Le scientifique pense qu’il est possible de sauver l’huître gigas. Via le respect des périodes d’ensemencement, des quantités prônées...

Un virus tel l’Ostreid herpès, auquel sont dues les fortes mortalités d’huîtres sur l’étang, ça débarque comment ?

Il faut demander à Dieu, s’il existe. Ce que l’on sait, c’est que l’herpès est un virus opportuniste, il se manifeste chez les vertébrés comme les invertébrés, profite d’une situation de fatigue, de stress, comme l’herpès que vous pouvez voir apparaître sur votre lèvre. Ça peut être un stress d’ordre psychologique, thermique...

Quand s’est-on aperçu de sa présence ?

Sur l’étang, on en parle vraiment depuis 2007-2008, avec la quasi généralisation

des mortalités. Mais dès les années 1990 avaient été constatées des mortalités anormales, par taches. Et l’herpès virus fut décrit en 1992. Nous l’avions identifié au laboratoire de La Tremblade.

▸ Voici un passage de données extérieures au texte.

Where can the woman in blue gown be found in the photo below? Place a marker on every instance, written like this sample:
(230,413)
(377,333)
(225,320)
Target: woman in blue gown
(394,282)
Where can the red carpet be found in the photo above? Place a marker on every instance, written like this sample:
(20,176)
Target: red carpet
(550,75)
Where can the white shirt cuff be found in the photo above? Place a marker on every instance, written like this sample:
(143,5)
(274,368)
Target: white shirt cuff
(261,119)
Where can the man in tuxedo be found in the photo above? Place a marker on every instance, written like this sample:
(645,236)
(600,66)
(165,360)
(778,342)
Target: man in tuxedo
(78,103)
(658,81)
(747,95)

Quand on cherche à expliquer les ravages de ce virus, on désigne l’huître triploïde (*), les écloseries. Qu’en est-il réellement ?

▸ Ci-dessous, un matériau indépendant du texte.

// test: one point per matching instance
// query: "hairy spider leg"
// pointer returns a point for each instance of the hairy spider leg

Ce sont des contre vérités. L’herpès virus existait avant l’huître triploïde. Et une guerre contre les écloseries est inutile, même si on ne peut nier que des lots contaminés ont été commercialisés.

Quelle analyse faire, alors ?

Ce que l’on sait, c’est qu’entre 2000 et le gros clash de 2007, dans tous les bassins, quatre facteurs ont changé qui, à mon avis, jouent un rôle. D’abord, une multiplication des tranferts inter bassins. Ils ont été nombreux et surtout en toutes saisons. Ensuite une forte augmentation des biomasses avec, aussi, la dynamique de la triploïde. Le marché des consommateurs estivals était là, il fallait y répondre. Par ailleurs, on a noté une augmentation de la production des écloseries, fournissant 25 % des naissains mis en production contre 15 % par le passé. Enfin, la demande ayant été très forte et les écloseurs ne parvenant plus à fournir sur une période déterminée, on s’est mis à ensemencer toute l’année.

Parce que ce n’était pas la règle ?

Non. Il faut se souvenir que, lorsque l’on a commencé à travailler avec les “gigas” (la japonaise), on ensemençait uniquement de fin janvier à fin avril. Et encore, les huîtres que l’on immergeait faisaient déjà 1 cm, pas quelques millimètres comme on le voit parfois aujourd’hui.

Recueilli par PATRICE CASTAN

* Issue des recherches d’Ifremer, l’huître triploïde, stérile, pousse plus rapidement. Elle est en outre dépourvue de laitance, le tout lui donnant un profil idéal pour séduire le consommateur estival.